Of course, there are
human characters and interests, but I wouldn’t feel right talking about
them…in these movies, they really only exist to lend perspective to the
battling monsters and provide bogus theories about whatever the plot calls for.
The Americanized dialogue in this picture is a little surprising, but
welcome and funny, as the characters actually say things like “bite me” and
“quit yer bitchin’”.
In the end, though, Godzilla
2000 joins the ranks of the other Godzilla films as being one designed for
the fans of the series…those who aren’t already aren’t likely to see
anything in this latest effort to warm them to it…but for those fans, this
represents a good entry into the library: a
film with all the flavors we know and love, but with some added technical marvel
that enhances, rather than detracts from, the goofy fun.
Oh, and Godzilla looks
great for over forty years in show business…wonder who does his scales?
Because of lack of film preservation, many Asian films
don’t look good. This one does.
CTS did a good with this quality anamorphic transfer.
The colors are vivid and natural looking, even in darker settings, and
images are quite sharp and clear and maintain good contrast throughout.
Aside from an occasional bit of noticeable grain on really dark images
and one or two spots on the print itself (again, much less than might normally
be expected), there are no complaints here.
The 5.1 mix included on this DVD is a potent one, with
surprising bits of dynamic range, including many explosions and crashes that
radiate through with startling loudness and clarity. There is modest but effective use of front to rear stage
crossover signals, particularly in the big event showdown at the end, as well as
other generous scenes of general chaos and destruction.
The musical score and Godzilla’s roars also sound extra-sweet.
Fans are going to be pleased all around at the efforts that went into
The commentary track, by the American release production
team, is an absolute treat for me. Being
a huge and long time fan of Asian cinema, I always wondered what the thought
processes were when it came to altering an Eastern film for mass Western
consumption, and these guys lay it all on the line, from the most subtle changes
to the most elaborate, as well as why each was done.
Thankfully, they were all big Godzilla fans, and knew not to trim the
awkward cheesy scenes that make these films what they are to the fans.
Their comments are detailed right down to the names of the actors in the
film AND those who looped their lines for the American release.
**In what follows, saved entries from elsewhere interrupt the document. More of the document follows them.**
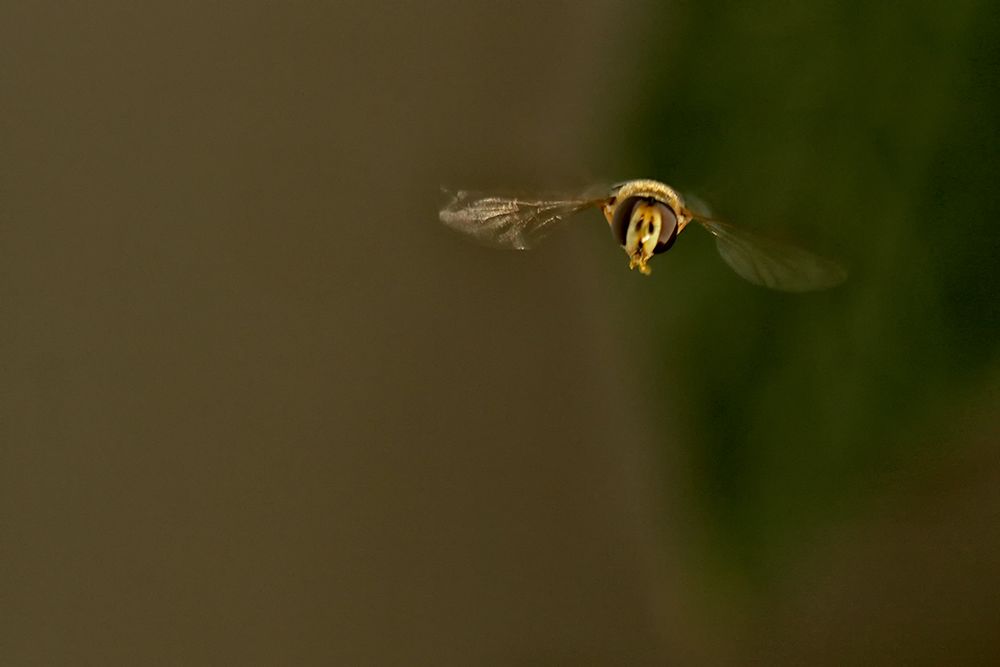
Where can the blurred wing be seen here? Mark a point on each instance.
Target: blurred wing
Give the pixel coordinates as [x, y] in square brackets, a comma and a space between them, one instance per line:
[503, 222]
[770, 263]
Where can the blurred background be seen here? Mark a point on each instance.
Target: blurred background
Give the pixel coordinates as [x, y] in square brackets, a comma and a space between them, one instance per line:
[260, 407]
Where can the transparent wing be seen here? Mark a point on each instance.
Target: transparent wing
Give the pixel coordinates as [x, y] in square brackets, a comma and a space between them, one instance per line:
[770, 263]
[505, 222]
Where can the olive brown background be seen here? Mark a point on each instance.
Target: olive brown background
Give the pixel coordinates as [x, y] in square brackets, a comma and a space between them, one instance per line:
[259, 407]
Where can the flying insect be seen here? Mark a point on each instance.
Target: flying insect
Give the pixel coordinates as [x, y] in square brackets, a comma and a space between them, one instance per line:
[645, 217]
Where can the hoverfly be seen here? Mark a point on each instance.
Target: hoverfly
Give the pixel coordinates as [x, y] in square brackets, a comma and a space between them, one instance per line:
[645, 217]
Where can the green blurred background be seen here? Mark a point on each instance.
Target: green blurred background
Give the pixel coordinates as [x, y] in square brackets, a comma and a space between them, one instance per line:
[259, 407]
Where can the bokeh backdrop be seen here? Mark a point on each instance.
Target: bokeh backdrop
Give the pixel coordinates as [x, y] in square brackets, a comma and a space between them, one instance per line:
[260, 407]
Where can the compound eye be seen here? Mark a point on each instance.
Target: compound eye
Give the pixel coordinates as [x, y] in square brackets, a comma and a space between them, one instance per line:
[622, 217]
[668, 229]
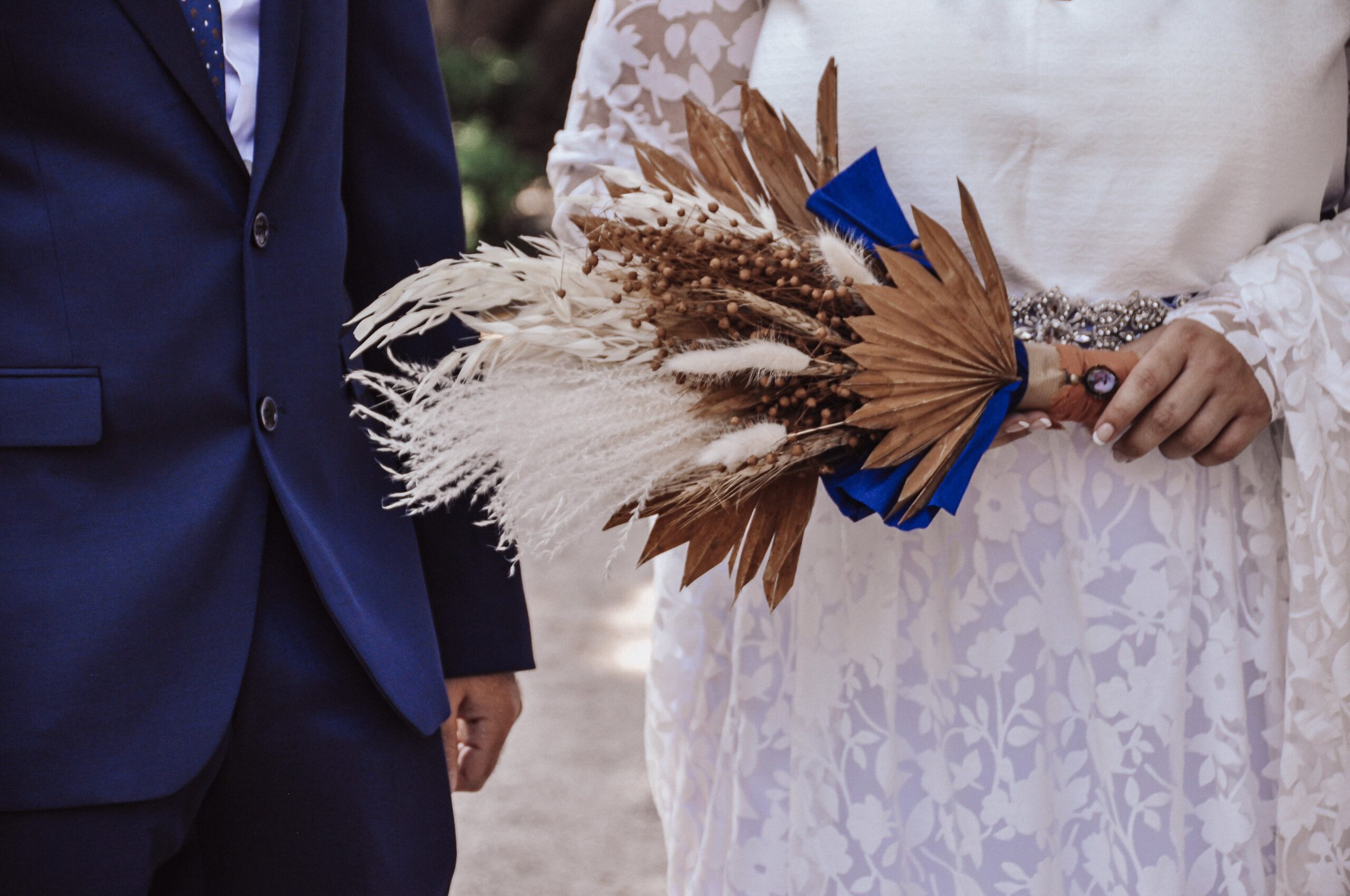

It was a real treat. There’s
also a couple of trailers, for this and for the recent American film version of Godzilla,
talent files on the director and Godzilla himself, including career fight
stats (29 wins, 10 losses, 12 ties for the curious) and a short but nice
behind-the-scenes look at the film. I’ve
always wanted to see the sets and the guy in the costume in action, and this was
my first opportunity.
Godzilla is still the undisputed king of monsters…with more than twenty films under his belt, don’t look for that to change just because we change millennia. Godzilla 2000 proves the big lizard still has plenty of fight left in him, and just enough well-packaged cheese, to keep his fans around the world looking to Tokyo for the next destruction party.